A phony town decimated by a phony bomb. Mannequins posed in realistic situations, little girls with dead wigs of fright pose at old tube radios as the all-consuming fire sweeps over them, disintegrating their plastic frames into shadow shows of ash. Did time really stop, frozen forever on concrete walls at Hiroshima and Nagasaki. I don’t know.

The boots march into a constellation, and right away Bill sees that the stars are forming a giant hammer and sickle. This is a communist propaganda film.

Two boys sit on a bed, while a third man, an older man, sits down between them, as if he is some sort of pervert.
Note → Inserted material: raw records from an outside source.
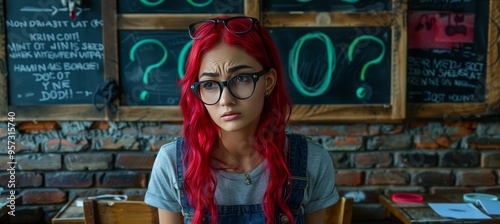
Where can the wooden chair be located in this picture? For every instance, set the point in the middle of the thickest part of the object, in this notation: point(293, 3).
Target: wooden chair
point(119, 212)
point(340, 212)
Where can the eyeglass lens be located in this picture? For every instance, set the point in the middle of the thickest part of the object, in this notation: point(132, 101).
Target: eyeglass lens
point(241, 87)
point(201, 29)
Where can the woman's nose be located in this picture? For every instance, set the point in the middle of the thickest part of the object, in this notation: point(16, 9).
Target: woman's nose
point(226, 97)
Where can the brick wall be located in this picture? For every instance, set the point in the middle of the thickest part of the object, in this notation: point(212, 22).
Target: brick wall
point(57, 161)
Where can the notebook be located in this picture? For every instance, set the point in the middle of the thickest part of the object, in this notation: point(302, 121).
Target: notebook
point(491, 207)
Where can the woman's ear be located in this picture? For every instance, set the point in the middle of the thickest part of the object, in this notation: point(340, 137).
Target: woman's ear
point(271, 78)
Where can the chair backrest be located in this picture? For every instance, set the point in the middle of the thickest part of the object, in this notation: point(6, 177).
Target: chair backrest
point(340, 212)
point(119, 212)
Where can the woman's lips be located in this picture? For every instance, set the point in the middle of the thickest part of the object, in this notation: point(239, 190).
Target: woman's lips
point(228, 116)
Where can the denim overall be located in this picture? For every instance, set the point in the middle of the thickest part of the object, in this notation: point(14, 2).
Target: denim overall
point(250, 214)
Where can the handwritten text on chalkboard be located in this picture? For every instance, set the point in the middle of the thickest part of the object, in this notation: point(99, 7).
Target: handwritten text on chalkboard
point(53, 59)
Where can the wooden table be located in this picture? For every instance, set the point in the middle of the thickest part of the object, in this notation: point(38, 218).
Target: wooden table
point(4, 209)
point(410, 213)
point(72, 212)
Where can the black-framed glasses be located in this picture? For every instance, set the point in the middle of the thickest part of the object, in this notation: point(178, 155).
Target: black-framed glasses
point(241, 87)
point(237, 25)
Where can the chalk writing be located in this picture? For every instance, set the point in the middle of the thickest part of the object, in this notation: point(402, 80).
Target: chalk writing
point(53, 60)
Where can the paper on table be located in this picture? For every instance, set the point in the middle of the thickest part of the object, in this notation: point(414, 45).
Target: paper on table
point(491, 207)
point(458, 210)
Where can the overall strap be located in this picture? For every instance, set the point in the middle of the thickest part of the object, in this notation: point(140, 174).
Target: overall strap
point(180, 151)
point(297, 162)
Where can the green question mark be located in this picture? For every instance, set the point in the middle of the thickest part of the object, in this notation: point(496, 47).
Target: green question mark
point(144, 95)
point(182, 58)
point(362, 91)
point(147, 3)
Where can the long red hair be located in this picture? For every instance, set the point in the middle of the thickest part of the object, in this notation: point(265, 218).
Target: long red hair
point(201, 132)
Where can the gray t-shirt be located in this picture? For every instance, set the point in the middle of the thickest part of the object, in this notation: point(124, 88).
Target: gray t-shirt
point(320, 193)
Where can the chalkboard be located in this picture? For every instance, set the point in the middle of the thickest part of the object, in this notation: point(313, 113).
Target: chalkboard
point(181, 6)
point(447, 51)
point(332, 5)
point(151, 63)
point(336, 65)
point(51, 58)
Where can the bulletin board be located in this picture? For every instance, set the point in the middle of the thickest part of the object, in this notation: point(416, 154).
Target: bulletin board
point(453, 58)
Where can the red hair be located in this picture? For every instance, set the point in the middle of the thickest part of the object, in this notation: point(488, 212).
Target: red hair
point(200, 131)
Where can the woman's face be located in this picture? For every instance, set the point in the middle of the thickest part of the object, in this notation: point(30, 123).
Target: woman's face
point(231, 114)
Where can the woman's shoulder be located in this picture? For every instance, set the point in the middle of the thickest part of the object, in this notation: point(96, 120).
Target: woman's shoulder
point(167, 151)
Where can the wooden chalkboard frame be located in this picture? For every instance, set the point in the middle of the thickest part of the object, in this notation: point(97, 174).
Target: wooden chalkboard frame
point(491, 105)
point(395, 111)
point(36, 112)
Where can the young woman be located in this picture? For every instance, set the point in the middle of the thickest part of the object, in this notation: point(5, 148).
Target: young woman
point(235, 163)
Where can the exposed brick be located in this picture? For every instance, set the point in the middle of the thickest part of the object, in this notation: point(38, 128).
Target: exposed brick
point(476, 178)
point(491, 128)
point(416, 158)
point(74, 127)
point(361, 194)
point(448, 190)
point(4, 162)
point(385, 129)
point(122, 179)
point(135, 161)
point(349, 178)
point(460, 158)
point(471, 125)
point(163, 129)
point(28, 214)
point(103, 125)
point(43, 196)
point(69, 179)
point(88, 161)
point(39, 126)
point(65, 145)
point(21, 179)
point(434, 142)
point(368, 213)
point(372, 159)
point(341, 160)
point(3, 131)
point(391, 177)
point(111, 143)
point(27, 144)
point(332, 130)
point(343, 143)
point(399, 141)
point(433, 178)
point(484, 142)
point(417, 124)
point(39, 162)
point(458, 130)
point(491, 159)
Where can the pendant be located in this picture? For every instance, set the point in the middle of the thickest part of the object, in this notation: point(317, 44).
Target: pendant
point(247, 179)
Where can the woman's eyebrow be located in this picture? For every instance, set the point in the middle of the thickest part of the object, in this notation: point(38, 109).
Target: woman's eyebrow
point(230, 70)
point(236, 68)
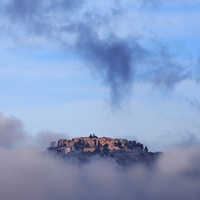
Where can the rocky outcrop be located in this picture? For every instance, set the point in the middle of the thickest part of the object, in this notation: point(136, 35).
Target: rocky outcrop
point(121, 151)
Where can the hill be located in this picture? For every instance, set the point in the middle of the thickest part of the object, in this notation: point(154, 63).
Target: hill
point(121, 151)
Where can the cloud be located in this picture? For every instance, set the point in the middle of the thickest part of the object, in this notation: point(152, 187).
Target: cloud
point(28, 174)
point(86, 30)
point(45, 138)
point(11, 131)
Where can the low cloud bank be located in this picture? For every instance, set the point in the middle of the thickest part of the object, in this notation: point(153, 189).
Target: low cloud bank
point(28, 173)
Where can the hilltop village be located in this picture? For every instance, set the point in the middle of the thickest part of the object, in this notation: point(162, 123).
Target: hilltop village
point(95, 144)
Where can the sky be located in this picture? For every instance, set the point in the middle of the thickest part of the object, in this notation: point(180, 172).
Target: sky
point(123, 69)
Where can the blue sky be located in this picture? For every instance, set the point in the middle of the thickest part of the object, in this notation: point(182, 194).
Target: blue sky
point(60, 72)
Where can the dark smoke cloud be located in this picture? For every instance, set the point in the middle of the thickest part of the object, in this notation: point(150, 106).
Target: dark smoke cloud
point(114, 59)
point(11, 131)
point(75, 25)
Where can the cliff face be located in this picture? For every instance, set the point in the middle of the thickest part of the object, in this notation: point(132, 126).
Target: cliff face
point(121, 151)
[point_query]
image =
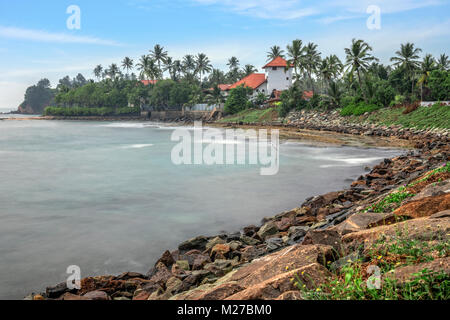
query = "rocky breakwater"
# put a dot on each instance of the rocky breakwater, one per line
(307, 245)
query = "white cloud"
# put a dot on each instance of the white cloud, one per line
(265, 9)
(44, 36)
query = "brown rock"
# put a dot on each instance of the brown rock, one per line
(97, 296)
(324, 237)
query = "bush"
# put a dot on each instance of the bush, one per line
(83, 111)
(358, 109)
(238, 100)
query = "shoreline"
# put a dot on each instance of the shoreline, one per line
(206, 263)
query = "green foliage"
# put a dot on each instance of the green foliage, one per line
(238, 100)
(86, 111)
(390, 201)
(358, 109)
(439, 84)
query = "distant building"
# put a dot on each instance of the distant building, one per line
(277, 78)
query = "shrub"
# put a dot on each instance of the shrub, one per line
(358, 109)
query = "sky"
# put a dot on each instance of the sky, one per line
(37, 42)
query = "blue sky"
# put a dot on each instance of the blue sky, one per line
(35, 41)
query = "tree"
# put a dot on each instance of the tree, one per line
(443, 62)
(203, 65)
(127, 64)
(311, 60)
(274, 52)
(407, 58)
(98, 71)
(295, 54)
(428, 64)
(159, 56)
(249, 69)
(358, 59)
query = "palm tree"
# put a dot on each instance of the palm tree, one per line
(295, 54)
(311, 60)
(98, 71)
(159, 55)
(443, 62)
(274, 52)
(113, 71)
(142, 66)
(188, 64)
(407, 58)
(203, 65)
(428, 64)
(358, 60)
(127, 64)
(249, 69)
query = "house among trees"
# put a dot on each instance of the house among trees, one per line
(277, 78)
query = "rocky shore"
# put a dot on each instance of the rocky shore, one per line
(307, 246)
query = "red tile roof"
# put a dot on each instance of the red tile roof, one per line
(277, 62)
(253, 81)
(147, 82)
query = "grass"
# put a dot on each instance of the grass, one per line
(391, 201)
(252, 116)
(351, 281)
(436, 116)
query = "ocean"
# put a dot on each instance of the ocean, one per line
(105, 196)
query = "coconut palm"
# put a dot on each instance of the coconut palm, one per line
(98, 71)
(358, 60)
(428, 64)
(295, 54)
(443, 62)
(407, 58)
(127, 64)
(203, 65)
(249, 69)
(159, 56)
(274, 52)
(311, 61)
(189, 64)
(113, 71)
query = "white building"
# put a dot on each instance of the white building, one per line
(275, 79)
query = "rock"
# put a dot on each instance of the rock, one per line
(404, 274)
(220, 249)
(198, 243)
(274, 244)
(290, 295)
(173, 285)
(433, 189)
(211, 243)
(325, 237)
(425, 207)
(424, 229)
(221, 292)
(72, 297)
(312, 275)
(365, 220)
(267, 230)
(183, 264)
(56, 291)
(440, 215)
(167, 259)
(97, 296)
(292, 258)
(249, 241)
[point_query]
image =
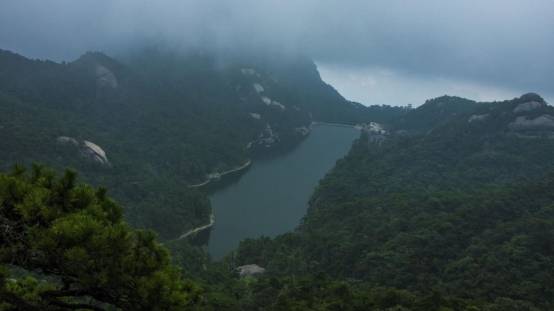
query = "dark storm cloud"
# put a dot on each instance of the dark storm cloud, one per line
(505, 42)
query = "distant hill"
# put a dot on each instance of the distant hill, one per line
(151, 123)
(461, 206)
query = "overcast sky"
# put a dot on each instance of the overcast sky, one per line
(377, 52)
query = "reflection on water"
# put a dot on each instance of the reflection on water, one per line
(272, 196)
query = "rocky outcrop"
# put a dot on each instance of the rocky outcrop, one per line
(529, 106)
(269, 102)
(88, 149)
(249, 72)
(303, 130)
(65, 140)
(94, 152)
(250, 270)
(258, 88)
(477, 117)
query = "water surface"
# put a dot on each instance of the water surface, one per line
(272, 196)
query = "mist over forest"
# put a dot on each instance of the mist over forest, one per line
(277, 155)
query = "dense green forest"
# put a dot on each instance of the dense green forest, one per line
(464, 209)
(451, 209)
(162, 120)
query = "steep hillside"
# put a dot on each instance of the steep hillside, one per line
(464, 209)
(153, 123)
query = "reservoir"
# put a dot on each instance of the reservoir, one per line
(272, 196)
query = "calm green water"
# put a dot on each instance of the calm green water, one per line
(272, 196)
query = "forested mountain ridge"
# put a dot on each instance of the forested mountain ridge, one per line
(151, 123)
(463, 208)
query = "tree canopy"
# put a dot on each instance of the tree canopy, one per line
(64, 245)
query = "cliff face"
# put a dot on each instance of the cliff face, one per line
(156, 122)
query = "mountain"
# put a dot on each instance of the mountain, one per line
(154, 122)
(462, 208)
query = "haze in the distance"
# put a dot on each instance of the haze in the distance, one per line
(376, 52)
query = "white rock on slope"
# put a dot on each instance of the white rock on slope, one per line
(541, 122)
(528, 106)
(258, 88)
(95, 152)
(477, 117)
(248, 270)
(65, 140)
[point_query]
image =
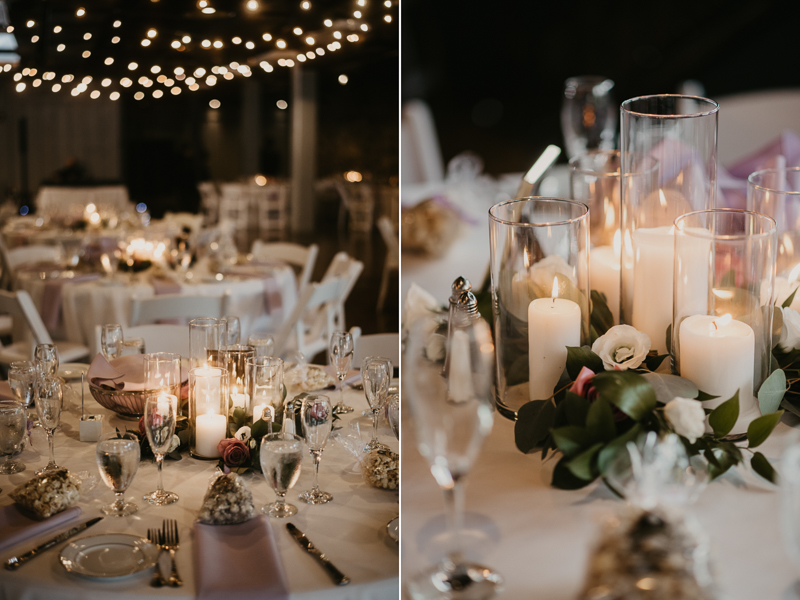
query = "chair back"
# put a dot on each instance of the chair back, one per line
(177, 306)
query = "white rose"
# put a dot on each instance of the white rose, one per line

“But daddy, what is democracy?”

“A poor excuse to let the rabble control the roost. When the workers finally control the means of production, all else will fall into place.”

“Even better,” says the apple-cheeked boy to his left. “All else will become infinite.”

The stars of the phony Hollywood constellation form into a giant hammer and sickle symbol, once more. The boots march on.

To his horror, Bill realizes that he is dressed for a costume ball he wasn’t invited to. He is dressed in 18th century garb, with a powdered wig, and someone makes out he is the Marquis de Sade.

A perturbed little man approaches him, puts his fists on his hips and says, “Ah, Marquis, how dare you hide yourself away from little Jacques!”

Suddenly, Bill is picked up, bodily, and hoisted by the shoulders into a filthy bathroom. Jacques forces him in front of a mirror, and reaches up to stick something in his eye. It is apparently some sort of contact lens.

Bill sees that he has grown haggard in his role as the Marquis. One half of his vision is blurred, the other half is crystal clarity. Is this the image he wants to project for the world?

He leans forward. The cup of cherry-red liquid sits on the little desk in front of him. Below, the doctor is still shuffling papers. People are clearing their throats, coughing, someone farts and giggles. Bill gets up, gets his books, walks out.